Stigmatiser malgré de bonnes intentions: composer avec un dilemme constitutif dans la prévention des addictions
Dans son article « Stigmatisierung trotz guter Absicht » (« Stigmatiser malgré de bonnes intentions », paru dans Verhaltenstherapie & Psychosoziale Praxis, Jg. 29), Christa Berger formule des recommandations à l’intention des professionnels de la prévention des addictions pour ne pas tomber dans le piège de la stigmatisation. L’article a été publié en allemand. L’Office fédéral de la santé publique en a traduit le résumé et les recommandations en français.
Détails de l'article
Résumé : La prévention des addictions et la stigmatisation sont malheureusement étroitement liées. D’une part, la stigmatisation de l’addiction est constitutive de la prévention dans ce domaine ; d’autre part, des figures de style stigmatisantes continuent d’être utilisées dans l’optique traditionnelle de la dissuasion. Il en résulte des mécanismes de défense et un certain scepticisme à l’égard des offres de prévention, de même que des effets secondaires indésirables. D’importants pièges se cachent plus particulièrement dans l’intervention précoce, la coopération avec la police et les autorités judiciaires et en ce qui concerne la définition des groupes cibles . C’est pourquoi des recommandations sont proposées à l’intention des professionnels de la prévention des addictions.
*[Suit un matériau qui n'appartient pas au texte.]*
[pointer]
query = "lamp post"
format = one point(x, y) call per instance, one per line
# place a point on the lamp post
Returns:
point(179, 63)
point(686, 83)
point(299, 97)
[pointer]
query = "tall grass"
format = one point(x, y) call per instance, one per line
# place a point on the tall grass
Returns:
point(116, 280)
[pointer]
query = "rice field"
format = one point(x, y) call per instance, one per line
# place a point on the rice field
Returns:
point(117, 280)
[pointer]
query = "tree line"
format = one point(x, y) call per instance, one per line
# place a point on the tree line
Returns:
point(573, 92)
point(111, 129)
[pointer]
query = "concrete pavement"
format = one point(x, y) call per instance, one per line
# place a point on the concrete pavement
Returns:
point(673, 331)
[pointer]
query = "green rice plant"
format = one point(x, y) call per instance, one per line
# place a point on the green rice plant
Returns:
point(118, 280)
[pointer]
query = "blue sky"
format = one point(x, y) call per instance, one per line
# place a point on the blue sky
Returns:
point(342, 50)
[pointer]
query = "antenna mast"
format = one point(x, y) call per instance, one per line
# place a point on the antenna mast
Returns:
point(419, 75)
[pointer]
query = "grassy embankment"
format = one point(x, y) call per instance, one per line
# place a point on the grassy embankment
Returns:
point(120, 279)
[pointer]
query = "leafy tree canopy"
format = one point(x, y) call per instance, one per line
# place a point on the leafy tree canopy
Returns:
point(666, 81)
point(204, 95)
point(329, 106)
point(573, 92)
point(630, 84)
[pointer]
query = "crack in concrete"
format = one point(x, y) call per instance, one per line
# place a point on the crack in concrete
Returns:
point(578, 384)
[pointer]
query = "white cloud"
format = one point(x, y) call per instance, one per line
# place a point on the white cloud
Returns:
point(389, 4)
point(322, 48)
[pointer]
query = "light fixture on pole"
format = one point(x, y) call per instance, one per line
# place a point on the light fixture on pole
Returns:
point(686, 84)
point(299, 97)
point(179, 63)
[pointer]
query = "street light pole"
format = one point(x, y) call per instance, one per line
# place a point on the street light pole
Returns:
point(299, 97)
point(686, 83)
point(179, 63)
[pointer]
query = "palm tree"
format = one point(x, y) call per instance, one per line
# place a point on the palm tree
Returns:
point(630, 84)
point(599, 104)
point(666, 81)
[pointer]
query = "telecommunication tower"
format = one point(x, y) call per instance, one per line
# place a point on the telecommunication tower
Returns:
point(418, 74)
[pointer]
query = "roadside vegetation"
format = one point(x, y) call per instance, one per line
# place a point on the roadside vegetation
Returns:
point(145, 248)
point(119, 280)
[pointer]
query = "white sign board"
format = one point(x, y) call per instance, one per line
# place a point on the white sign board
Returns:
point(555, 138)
L’idée est d’attirer leur attention sur la question et de leur permettre de mener une réflexion éthique pour pouvoir prévenir la stigmatisation et d’autres effets secondaires dans leur travail quotidien.
LA RÉFLEXION ET LA VIGILANCE COMME CONTREPOIDS AU DILEMME
Le travail de prévention des addictions ne va pas sans risque. Il est sans doute impossible d’empêcher tout effet stigmatisant ou tout autre effet secondaire indésirable dans le cadre des interventions. Du fait de la stigmatisation associée à l’addiction, la prévention dans ce domaine doit composer avec des préjugés et des mécanismes de défense. De plus, il faut reconnaître que la prévention n’est pas exempte de tout reproche : elle peut également produire des effets négatifs et accepte parfois de recourir à la stigmatisation pour arriver à ses fins.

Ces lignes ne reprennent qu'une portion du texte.